The # is there for you to link your post, in whatever medium that might be, to a word that may connect you with others who might be interested in the same topic. It can help your post reach a myriad of different audiences. The hashtag became popular with Twitter, but you can use it on just about any social media platform. It means that anyone looking for a particular topic can search using the hashtag and find other sites and content of interest. Very useful if you are wanting to get a message out or share information with the masses. According to some sources you can get 45% more likes and 67% more comments on your content by using the right hashtag strategy.
I use a very small number of hashtags on my posts about bellringing, mainly because some social media platforms have a limit on the number of characters you can use, but mainly because I’m rubbish at thinking on synonyms, you know, those other words that are related to the one you’re using. For example, I use #bellringing a lot when I post about any bellringing activity, or sharing information. For some reason it took me ages to connect #bells, #bellringers, #ringing, #campanology. Search these hashtags and it opens up another world of bell related sites, some not so relevant to the type of bellringing I do, but means the posts has the potential to reach a whole new audience.
Up until recently, I’ve never really used a hashtag as a search function to find other like minded topics, but as I’ve got more into using social media, I’m finding out all sorts of useful tips. There’s a whole business made out of teaching people how to hashtag properly. I took the plunge a while back and purchased an e-book on how to make the most of hashtags, but only because it was going super cheap. And, I have to say, I’ve learned quite a bit from it.
The particular e-book I purchased was more specifically focussed on Instagram, the least of the main social media platforms that I’m familiar with but the ideas can be used across the other platforms too. I look after 3 different Instagram accounts, including my personal one.

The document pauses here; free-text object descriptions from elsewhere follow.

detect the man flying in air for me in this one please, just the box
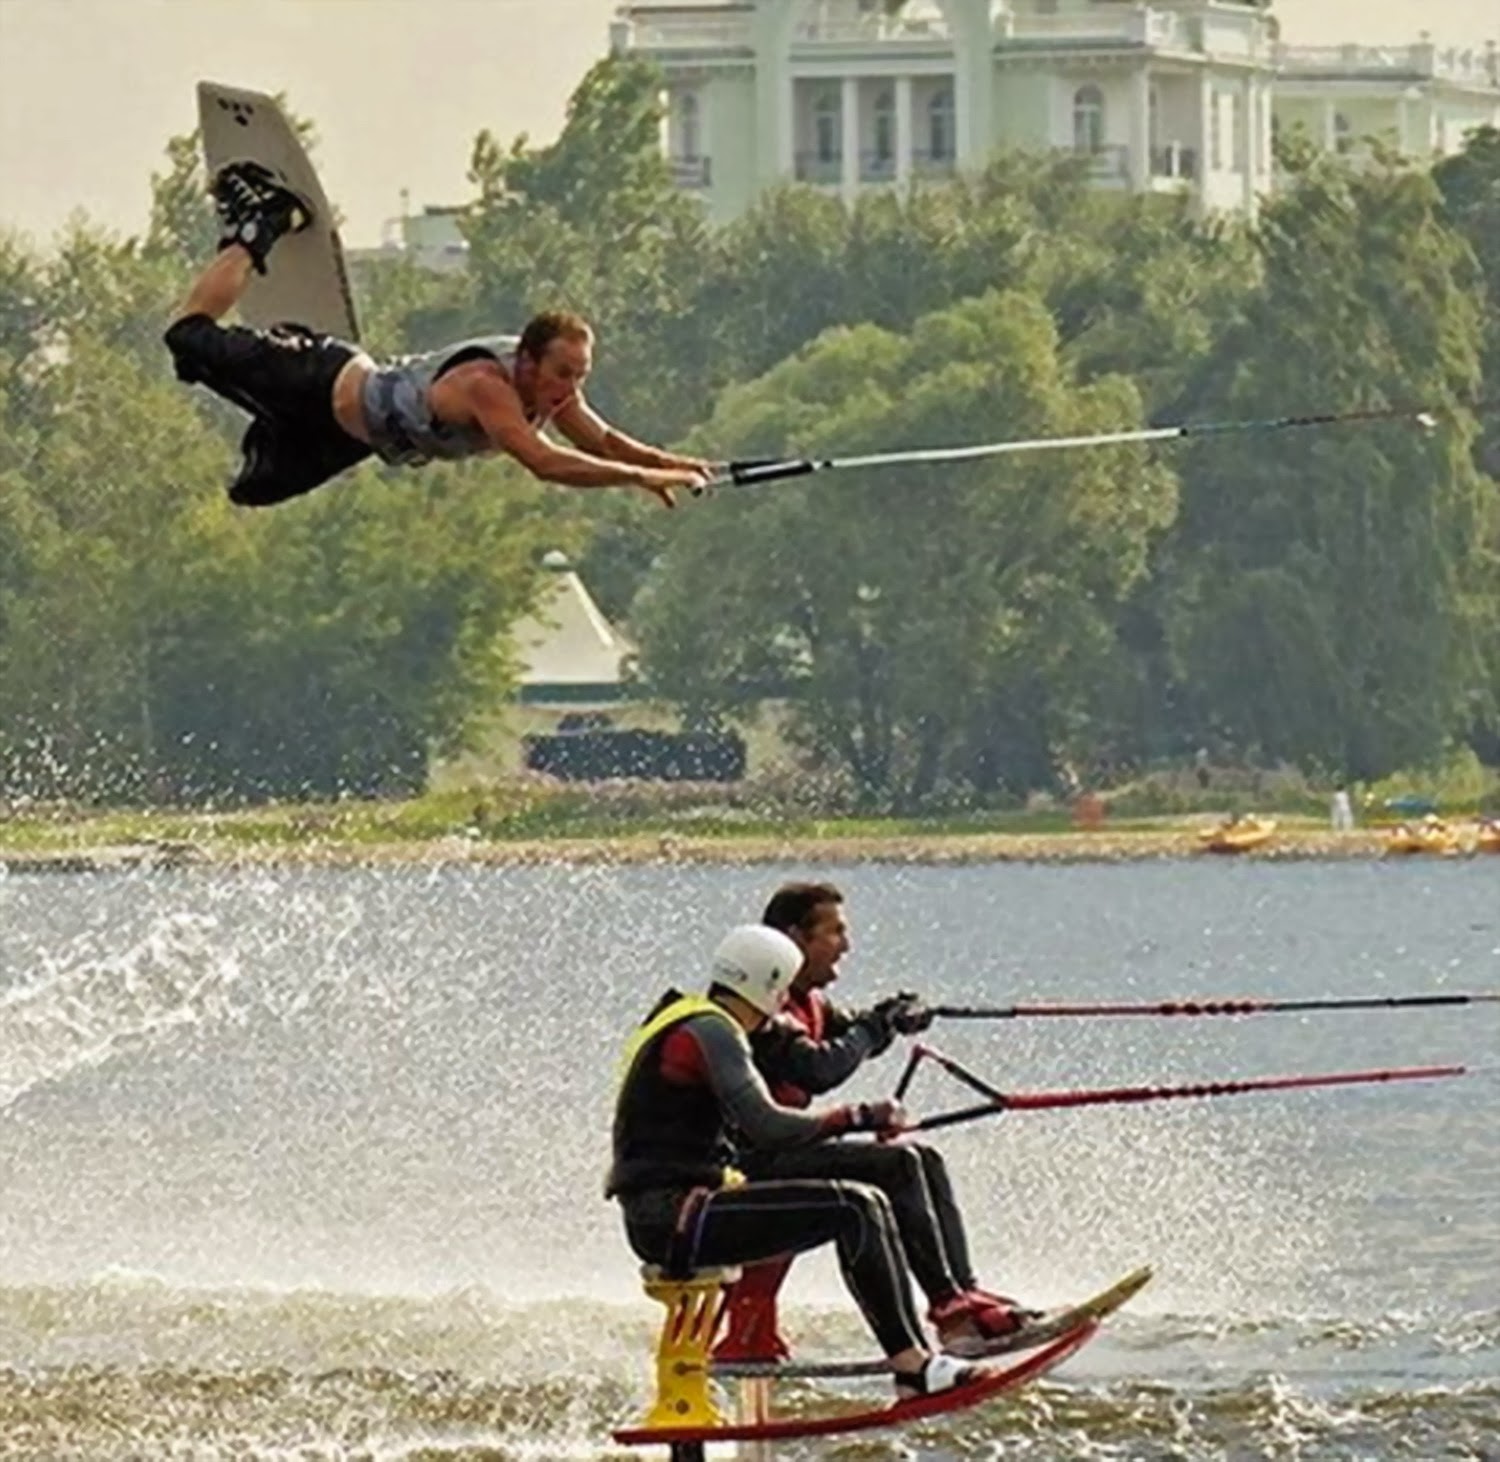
[164,162,715,507]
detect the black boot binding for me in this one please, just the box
[211,160,313,275]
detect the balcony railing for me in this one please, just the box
[670,155,712,189]
[1144,10,1194,51]
[794,152,843,185]
[792,7,950,45]
[618,3,954,50]
[911,150,957,179]
[1433,44,1498,87]
[611,13,753,52]
[1069,144,1130,181]
[1150,142,1198,180]
[790,150,958,185]
[1275,42,1500,89]
[1001,9,1192,49]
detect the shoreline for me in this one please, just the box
[3,825,1485,873]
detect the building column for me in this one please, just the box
[1198,72,1213,191]
[895,74,914,188]
[1242,74,1257,218]
[753,3,795,183]
[1131,66,1151,190]
[842,75,861,205]
[1261,77,1274,178]
[1396,94,1410,155]
[951,0,993,169]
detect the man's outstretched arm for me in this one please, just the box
[467,374,705,504]
[553,394,716,475]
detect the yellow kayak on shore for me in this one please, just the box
[1385,817,1460,856]
[1475,820,1500,855]
[1199,815,1277,853]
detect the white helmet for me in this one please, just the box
[708,924,803,1016]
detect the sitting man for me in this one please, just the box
[606,923,985,1400]
[164,161,714,507]
[723,881,1038,1358]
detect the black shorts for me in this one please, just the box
[164,312,372,507]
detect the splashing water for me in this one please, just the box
[0,859,1495,1458]
[0,910,241,1111]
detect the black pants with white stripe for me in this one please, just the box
[736,1140,975,1308]
[621,1179,926,1357]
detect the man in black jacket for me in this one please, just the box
[732,881,1037,1356]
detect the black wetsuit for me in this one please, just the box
[607,991,925,1357]
[743,990,980,1307]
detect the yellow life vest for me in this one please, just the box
[615,993,747,1190]
[617,993,744,1087]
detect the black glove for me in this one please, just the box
[849,1099,907,1137]
[871,991,934,1037]
[856,1002,899,1054]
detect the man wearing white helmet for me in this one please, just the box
[606,924,984,1400]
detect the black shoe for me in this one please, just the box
[211,161,313,276]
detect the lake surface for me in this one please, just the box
[2,858,1496,1458]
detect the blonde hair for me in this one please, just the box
[518,310,593,362]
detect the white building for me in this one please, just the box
[609,1,1500,223]
[348,200,470,274]
[1274,36,1500,162]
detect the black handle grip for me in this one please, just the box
[728,458,818,486]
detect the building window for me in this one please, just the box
[676,92,701,159]
[928,84,955,159]
[1073,85,1105,154]
[1210,90,1222,170]
[1230,92,1243,170]
[814,88,840,163]
[1334,111,1352,154]
[873,86,896,164]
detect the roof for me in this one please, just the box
[511,566,637,697]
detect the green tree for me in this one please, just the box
[635,290,1176,805]
[141,458,558,800]
[145,129,217,267]
[1162,158,1497,777]
[1432,126,1500,760]
[0,159,567,802]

I had them open as I was going through the e-book and putting the suggestions into play immediately as I was reading through it.
I edited the profiles for each account to make them more appealing and relevant so that it instantly gives a viewer the information they need about the account. I looked at the hashtags that were suitable for the size of each account based on the number of followers each account already had. Using hashtags relating to topics where there are too many followers already means that our messages could get lost in amongst all the noise. I thought about the keywords that users might be searching for when they’re trying to find our information. I then used those words to search sites where the ideal audiences would also be looking at. I followed a number of those, then looked at the kind of hashtags they were using and jotted down any that I thought might be useful.
Then its about the engagement. Once you’ve found the top accounts in your topic of interest, by liking and commenting on their accounts regularly, this will help your visability too, amongst their followers.
I’ve made a list of all the hashtags that I think would be useful for each of the accounts I look after and now that I’m starting to use them, I’ll be able to look at the analytics to see how they are helping reach wider engagement.
I shall become a master of hashtaggery!